Местные же политические силы представлены в основном националистическими партиями "Хорватское демократическое сообщество", "Социально-демократическая акция", в подавляющем большинстве состоящая из боснийских мусульман, Партия за Боснию и Герцеговину, тоже мусульманская, и сербский Союз независимых социал-демократов. Идти на компромиссы ради прогресса эти партии зачастую просто неспособны.
Что парадоксально, такую ситуацию во многом создали сами избиратели — почти треть их, судя по данным опросов, проводимых накануне выборов 2006 года, считают свое положение уязвимым и во главу угла ставят "жизненно важные национальные интересы" (образование, общественное телевидение на языках государствообразующих народов, национальный баланс в структурах власти и полиции). Это в основном ветераны и инвалиды войны, прозябающие в бедности вдовы, полуграмотные крестьяне в отдаленных селах, безработные. Но есть среди них и вполне преуспевающие граждане, разбогатевшие на войне и послевоенной неразберихе. Есть также и молодые люди, посещающие концерты фашиствующих музыкальных групп и находящие особый шик в том, чтобы проехать по городу в открытом автомобиле, размахивая своим флагом: государственным флагом Хорватии или Сербии или зеленым знаменем ислама. Большая часть этих людей носит на груди националистическую символику: хорватские шашечки, или лилию, которой некоторые боснийские мусульмане пользуются как своим национально-религиозным знаком, или сербского орла.
Казалось бы, гражданам Боснии и Герцеговины лучше подумать о рабочих местах (здесь официально 40% безработных), о более высоком уровне МРОТ (в настоящее время — около 300 боснийских марок, т. е. {euro}150), или о будущем детей (подавляющее большинство опрошенных студентов желают как можно быстрее уехать из Боснии). Но обеспокоенность за национальную идентичность оказывается сильнее, что нередко используют политики. Пресловутые "жизненно важные национальные интересы" вытаскиваются ими из рукава, когда нужно заблокировать какое-нибудь решение или когда решаются вопросы вроде ремонта дорог или распределения инвестиций между регионами.

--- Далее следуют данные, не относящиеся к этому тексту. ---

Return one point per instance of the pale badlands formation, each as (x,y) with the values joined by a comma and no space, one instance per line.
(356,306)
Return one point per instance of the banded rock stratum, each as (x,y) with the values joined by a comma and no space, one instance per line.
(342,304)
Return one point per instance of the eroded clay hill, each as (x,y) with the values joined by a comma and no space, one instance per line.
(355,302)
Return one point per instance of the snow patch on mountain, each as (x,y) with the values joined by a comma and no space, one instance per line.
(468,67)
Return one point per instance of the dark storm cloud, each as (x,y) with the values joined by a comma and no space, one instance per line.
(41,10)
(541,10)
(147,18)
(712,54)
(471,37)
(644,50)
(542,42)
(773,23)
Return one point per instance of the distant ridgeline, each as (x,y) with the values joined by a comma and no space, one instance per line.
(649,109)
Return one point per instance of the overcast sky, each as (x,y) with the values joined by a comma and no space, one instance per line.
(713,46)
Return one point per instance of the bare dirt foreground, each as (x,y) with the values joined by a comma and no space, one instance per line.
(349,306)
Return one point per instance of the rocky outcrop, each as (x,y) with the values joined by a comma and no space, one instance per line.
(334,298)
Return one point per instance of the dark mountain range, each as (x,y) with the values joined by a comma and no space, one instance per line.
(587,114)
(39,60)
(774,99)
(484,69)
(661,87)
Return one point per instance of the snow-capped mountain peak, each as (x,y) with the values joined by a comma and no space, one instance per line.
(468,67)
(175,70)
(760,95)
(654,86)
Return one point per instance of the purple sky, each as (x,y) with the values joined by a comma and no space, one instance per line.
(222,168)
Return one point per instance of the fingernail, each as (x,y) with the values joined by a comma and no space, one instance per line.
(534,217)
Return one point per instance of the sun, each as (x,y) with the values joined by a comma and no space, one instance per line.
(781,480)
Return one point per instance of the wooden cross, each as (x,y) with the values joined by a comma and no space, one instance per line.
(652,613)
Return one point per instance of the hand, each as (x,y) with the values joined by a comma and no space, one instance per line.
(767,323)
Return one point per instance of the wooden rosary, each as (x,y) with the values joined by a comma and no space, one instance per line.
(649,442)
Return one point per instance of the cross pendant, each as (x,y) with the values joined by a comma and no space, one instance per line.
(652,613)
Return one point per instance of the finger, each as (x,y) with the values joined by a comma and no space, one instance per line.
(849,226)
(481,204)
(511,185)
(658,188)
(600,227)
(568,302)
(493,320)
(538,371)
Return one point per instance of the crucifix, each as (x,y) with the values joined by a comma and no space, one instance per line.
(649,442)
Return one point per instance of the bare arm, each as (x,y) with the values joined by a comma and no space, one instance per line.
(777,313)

Впрочем, на административном уровне национальный вопрос решен законодательно. Например, законы города Мостара предписывают избирать мэра и спикера муниципального парламента из представителей разных народов. Если, к примеру, мэр оказался хорватом, то спикер должен быть мусульманином или сербом, в зависимости от позиций правящих (националистических) партий. Если же и спикер оказался хорватом, то он должен подать в отставку, и тогда назначаются новые выборы. В администрации тоже должен быть соблюден национальный баланс. Это приводит и к абсурдным ситуациям: например, на недавнем конкурсе на несколько десятков должностей в мэрии выявили дефицит сербов. Как заявили женские неправительственные организации, устроившие кампанию против пополнения администрации по национальному признаку, в результате квалификация и мотивация кандидатов не играли роли, а "собирательный" идеальный претендент выглядел так: мужчина сербской национальности, ветеран войны, проведший в армии не менее 5 лет, инвалид, с 25-летним рабочим стажем.
"Листопад" или "октобар"?
Повседневная жизнь жителей Боснии и Герцеговины полностью определяется национальной разобщенностью.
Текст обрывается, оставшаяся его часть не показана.